Sebenarnya saya tidak ada kompetensi menjadi bendahara. Maklum kuliah saya di arkeologi atau purbakala, lalu sering bertualang ke hutan dan gunung. Apalagi kemudian menjadi jurnalis atau wartawan. Juga penulis dan penyunting.
Pokoknya pekerjaan saya bersifat inovatif dan kreatif. Bukan bekerja rutinitas di belakang meja. Bekerja dalam sunyi, yang penting hasilnya kelihatan. Saya menulis artikel di media cetak dan media daring, bahkan buku. Termasuk menulis di Kompasiana ini.
Rapat RW
Saya menggantikan bendahara sebelumnya yang mengundurkan diri.

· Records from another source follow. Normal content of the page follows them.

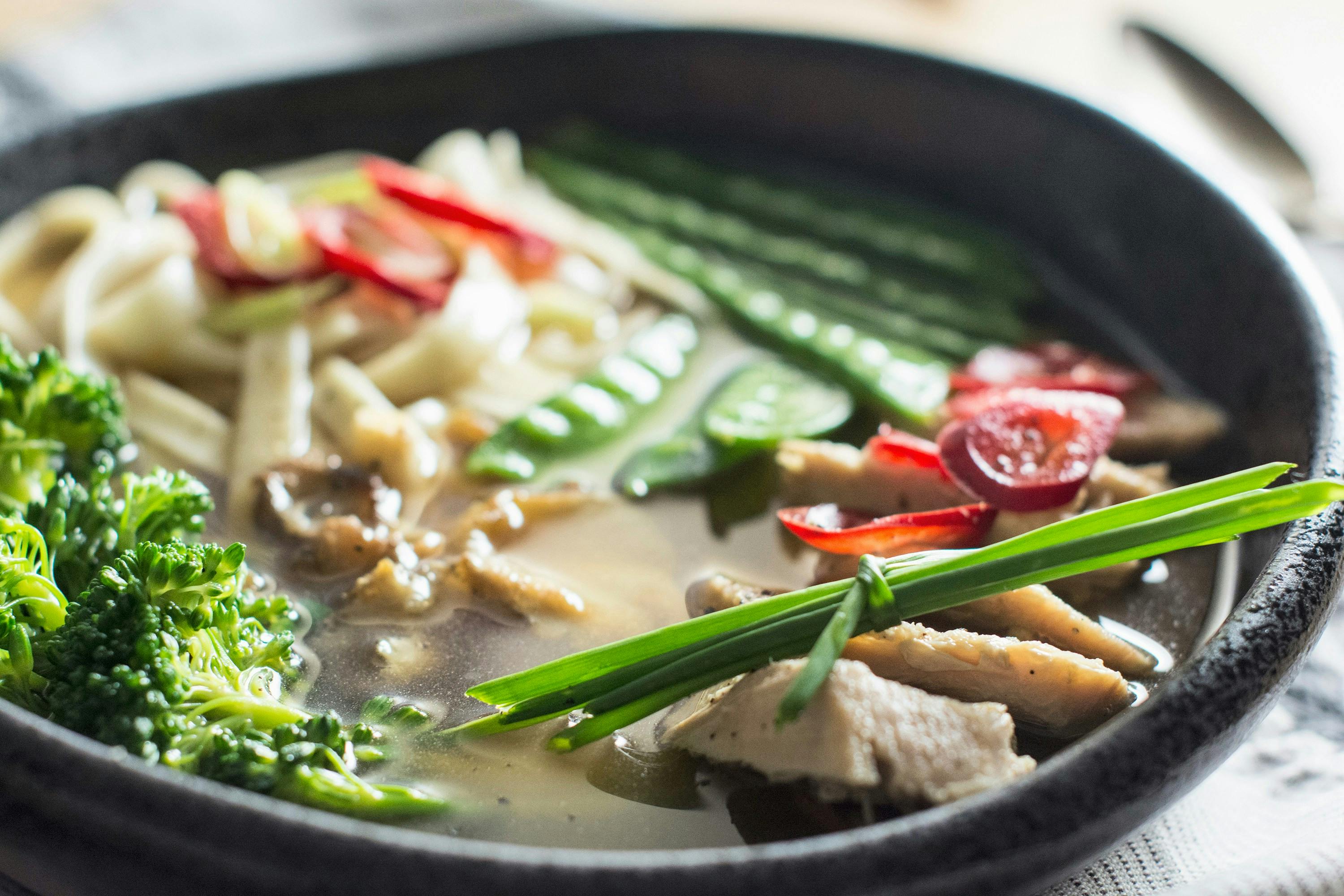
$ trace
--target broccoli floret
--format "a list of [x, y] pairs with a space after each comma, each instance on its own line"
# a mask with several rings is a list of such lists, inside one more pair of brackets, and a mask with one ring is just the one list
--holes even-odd
[[172, 541], [206, 528], [206, 514], [215, 509], [210, 489], [190, 473], [169, 473], [163, 467], [149, 476], [122, 477], [117, 544], [134, 547], [141, 541]]
[[34, 501], [24, 520], [42, 532], [51, 552], [56, 584], [78, 596], [94, 572], [117, 556], [117, 520], [109, 481], [112, 458], [103, 455], [90, 470], [87, 485], [60, 474], [46, 498]]
[[144, 541], [98, 572], [66, 625], [40, 642], [52, 720], [151, 762], [305, 805], [362, 815], [437, 811], [417, 790], [371, 785], [333, 713], [286, 704], [292, 613], [246, 591], [243, 547]]
[[122, 497], [110, 485], [112, 457], [103, 454], [87, 484], [63, 473], [24, 519], [42, 532], [51, 551], [56, 584], [77, 596], [94, 574], [141, 541], [171, 541], [199, 535], [214, 509], [210, 490], [190, 473], [161, 467], [148, 476], [121, 477]]
[[46, 678], [34, 668], [32, 637], [59, 629], [66, 606], [42, 533], [0, 519], [0, 697], [46, 712]]
[[85, 480], [129, 438], [113, 380], [77, 373], [52, 348], [24, 359], [0, 337], [0, 502], [40, 501], [62, 470]]

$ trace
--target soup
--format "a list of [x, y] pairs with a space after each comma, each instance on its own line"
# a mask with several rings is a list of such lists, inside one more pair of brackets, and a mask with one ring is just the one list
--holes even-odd
[[1335, 497], [1173, 492], [1222, 412], [974, 222], [527, 160], [146, 163], [5, 224], [0, 329], [59, 349], [0, 383], [7, 699], [461, 837], [798, 837], [1031, 774], [1218, 625], [1216, 543]]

Semula saya tidak bersedia setelah dihubungi Pak RT. Namun karena tidak ada yang mau yah terpaksa. Meskipun tidak berlatar ekonomi atau akunting, kalau cuma mencatat dan menghitung iuran warga sih bisa. Kalau ditanya debet, kredit, atau neraca, itu saya bingung. Begitu pula kalau membuat laporan di Excel. Selain itu sebagai "Menteri Keuangan" di RT 007/012 Kel. Kelapa Gading Timur saya tidak memiliki m-banking. Warga yang membayar iuran secara transfer, ditujukan ke rekening RT yang dipegang Pak RT. Warga yang membayar secara tunai, setor ke saya. Dari 11 RT yang ada di RW 012, RT saya paling banyak memperoleh iuran bulanan yakni sekitar Rp 30 juta. Namun pengeluaran pun cukup besar seperti untuk tip Linmas dan tip petugas kebersihan. RT lain paling banyak dapat Rp 16 juta, malah ada yang cuma satu digit.
Selain rumah, RT pun menarik iuran dari ruko. Dalam menarik iuran, RT dibantu oleh seorang Linmas. Bayangkan, kalau menarik sendiri dengan mendatangi rumah dan ruko. Bisa-bisa pengurus RT tidak bisa mencari nafkah. Maklum pengurus RT pekerjaan utamanya adalah mencari nafkah buat keluarga. Jadi pekerjaan sosial kalau boleh disebut begitu. Cuma pengurus RT dibebaskan dari pembayaran iuran bulanan saja yang besarnya tidak seberapa. Yah hitung-hitung gaji bulanan yang jauh sekali dari UMR Provinsi.
Ternyata menjadi "Menteri Keuangan" tidak mudah. Maklum, dari sehari-hari mengurus huruf, sekarang mengurus angka. Bukan hanya menyetor iuran warga ke RW tapi juga ada hal-hal lain. Membuat laporan, pertama kali saya bingung. Biasa menulis artikel, sekarang menghitung bagian RT dan RW berdasarkan besar iuran. Soalnya di RT saya ada beberapa jenis besar iuran tergantung ukuran rumah/ruko.
Belum lagi kalau ada yang menunggak, meskipun dimaklumi karena kemungkinan warga tersebut memiliki kesulitan ekonomi. Yang repot kalau ada pengontrak rumah yang kemudian pindah tanpa sepengetahuan pengurus RT. Saya sebenarnya sudah mengusulkan pemutihan sewaktu rapat RW. Namun selera RW berbeda, jadi sampai kini masih menggantung. Mana mungkin RT menagih kepada si pengontrak atau si pemilik rumah.
Pengurus RT yang terdiri atas ketua, sekretaris, dan bendahara pun tidak sempat bekerja penuh. Soalnya prioritas utama tentu menafkahi keluarga. Saya pun bekerja sebisanya saja, yang penting tidak makan uang warga. Itu pun kadang tersandera karena setiap tanggal 10 dan tanggal 20 harus setor iuran ke RW. Â Tanggal 10 setor iuran warga dan tanggal 20 setor iuran ruko. Yah terkadang terlambat 1-2 hari, terutama ketika saya ada aktivitas di luar.
Pernah saya diajak kegiatan di luar kota selama seminggu pada tanggal 7-14. Waduh waktunya mengambil jatah waktu setoran setiap tanggal 10. Akhirnya saya batalkan rencana kegiatan itu. Nah begitulah pengorbanan sehingga saya tidak jadi memperoleh penghasilan.